In any case, The Trouble with Physics is about how physicists became besotted with string theory in the 80s (while the rest of us became besotted with Wham!) and how String theory has stayed in vogue (even though Wham! are way past their sell buy date and we are all listening to the Jonas Brothers now).
The author, Lee Smolin, critiques string theory and says it's a load of codswallop. It turns out that string theorists have created fancy theories that are not disprovable - they may as well be disciples of the Church of the Flying Spaghetti Monster!.
Smolin then talks about the Physics education system. The people that succeed are good at exams, diligent when learning the received wisdom.
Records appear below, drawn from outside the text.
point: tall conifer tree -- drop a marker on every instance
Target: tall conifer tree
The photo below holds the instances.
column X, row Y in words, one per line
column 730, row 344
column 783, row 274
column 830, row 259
They are not people that think outside the box or rock the boat, because if you want an academic job you have to kowtow to your professors (I have seen this happen a few times).
And so 20 years on String theory is entrenched in theoretical physics departments everywhere. 20 years of research probably gone down the drain.
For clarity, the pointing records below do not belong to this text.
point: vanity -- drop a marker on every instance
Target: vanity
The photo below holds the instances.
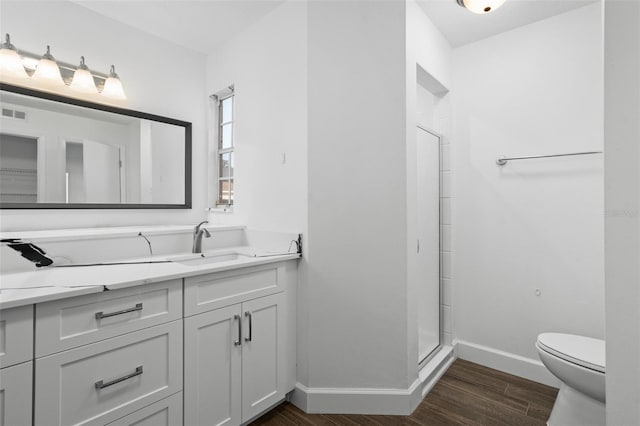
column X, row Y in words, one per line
column 127, row 326
column 195, row 341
The scary thing is, the same problem exists in economics faculties (plus, economist's theories "proofs" are very very wishy washy) and probably in most academic institutions.
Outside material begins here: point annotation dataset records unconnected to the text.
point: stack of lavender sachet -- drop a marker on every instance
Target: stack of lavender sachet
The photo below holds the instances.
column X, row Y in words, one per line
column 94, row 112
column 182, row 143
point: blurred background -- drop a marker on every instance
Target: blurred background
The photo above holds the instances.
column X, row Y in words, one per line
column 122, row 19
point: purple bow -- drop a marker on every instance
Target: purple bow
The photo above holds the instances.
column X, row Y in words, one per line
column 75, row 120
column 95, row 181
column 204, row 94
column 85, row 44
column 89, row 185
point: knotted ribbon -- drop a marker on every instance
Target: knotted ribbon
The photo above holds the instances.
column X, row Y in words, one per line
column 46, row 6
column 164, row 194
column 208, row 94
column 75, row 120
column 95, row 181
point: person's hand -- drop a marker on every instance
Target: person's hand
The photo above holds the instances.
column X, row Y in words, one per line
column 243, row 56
It's not unlike those almost alien-like hardcore religious people, with their labrynthine detailed knowledge of religious dogma.
The real danger occurs when people actually pay attention to these people steeped in string theory, religious, economic and [add social science discipline of choice] dogma.
Harvard Business School alumni include Stan O’Neal and John Thain, the last two heads of Merrill Lynch, plus Andy Hornby, former chief executive of HBOS, who graduated top of his class. And then of course, there’s George W Bush, Hank Paul-son, the former US Treasury secretary, and Christopher Cox, the former chairman of the Securities and Exchange Commission (SEC), a remarkable trinity who more than fulfilled the mission of their alma mater: “To educate leaders who make a difference in the world.”
No one gets fired for hiring a Harvard graduate, or so the saying goes. Same thing applies for lots of professional qualifications, CFA, CPA etc.
Thing is, what are you actually learning? It's all just cookie-cutter education, designed to help the HR drones to safely hire you without much worry and open the gates to earning lots of money (or so the theory goes).
People should spend their time studying what they are passionate about, rather what will earn 'em big money.